How does detergent get clothes cleaner than plain water?

In: 0

3 Answers

Anonymous 0 Comments

Think of how we wash our hands even without antibacterial soap. Soap in general acts as a lubrication to remove dirt and bacteria. Detergent is kind of the same way. As for stuff like oxyclean; maybe someone else can explain how stains are removed

Anonymous 0 Comments

Detergent is mostly soap. Soap binds to water on one end of its molecules and to oil on the other, which allows it to remove oils from fabric and wash them away.

Most detergent also has other chemicals that bind to and react with other dirt related materials but not fabrics and commercial dyes.

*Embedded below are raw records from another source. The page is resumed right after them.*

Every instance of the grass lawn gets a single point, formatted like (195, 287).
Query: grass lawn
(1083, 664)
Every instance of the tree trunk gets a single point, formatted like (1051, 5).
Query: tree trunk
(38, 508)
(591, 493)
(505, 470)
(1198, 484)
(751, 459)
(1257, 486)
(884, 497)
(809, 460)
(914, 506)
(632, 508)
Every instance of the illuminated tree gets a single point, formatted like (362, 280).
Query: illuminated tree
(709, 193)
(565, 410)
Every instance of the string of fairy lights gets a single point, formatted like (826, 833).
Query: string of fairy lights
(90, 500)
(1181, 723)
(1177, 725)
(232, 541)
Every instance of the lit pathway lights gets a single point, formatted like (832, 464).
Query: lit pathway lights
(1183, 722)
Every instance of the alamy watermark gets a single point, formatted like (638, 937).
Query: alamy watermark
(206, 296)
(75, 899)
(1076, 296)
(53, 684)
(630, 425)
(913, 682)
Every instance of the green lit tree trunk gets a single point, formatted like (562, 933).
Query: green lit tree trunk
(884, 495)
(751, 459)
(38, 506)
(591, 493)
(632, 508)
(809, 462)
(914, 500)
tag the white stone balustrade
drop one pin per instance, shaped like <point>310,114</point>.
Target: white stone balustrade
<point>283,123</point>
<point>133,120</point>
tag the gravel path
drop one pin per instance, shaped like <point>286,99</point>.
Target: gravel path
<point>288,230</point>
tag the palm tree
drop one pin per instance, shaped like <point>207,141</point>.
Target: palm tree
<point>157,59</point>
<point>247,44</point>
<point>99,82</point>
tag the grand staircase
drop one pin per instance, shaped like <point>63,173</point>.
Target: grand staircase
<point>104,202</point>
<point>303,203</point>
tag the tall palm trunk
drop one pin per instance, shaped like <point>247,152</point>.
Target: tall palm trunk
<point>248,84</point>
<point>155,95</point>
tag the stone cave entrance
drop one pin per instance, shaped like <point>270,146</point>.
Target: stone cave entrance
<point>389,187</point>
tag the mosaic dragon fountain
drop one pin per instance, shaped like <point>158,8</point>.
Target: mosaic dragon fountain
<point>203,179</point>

By comparison, water just rubs against stuff and abrades the fabric a bit, forcing some of the outermost dirt to loosen and rinse away.

Same goes for washing your hands vs rinsing them.

Anonymous 0 Comments

So really good detergent has enzymes in it. These enzymes break down all the stuff left on your clothes from your body, oils, skin cells, mucus and what ever else we leave on our clothing. Although water would help clean dirt off your clothes, it isn’t strong enough to break down the human by products. That’s what your detergent does. Additionally it should also kill bacteria.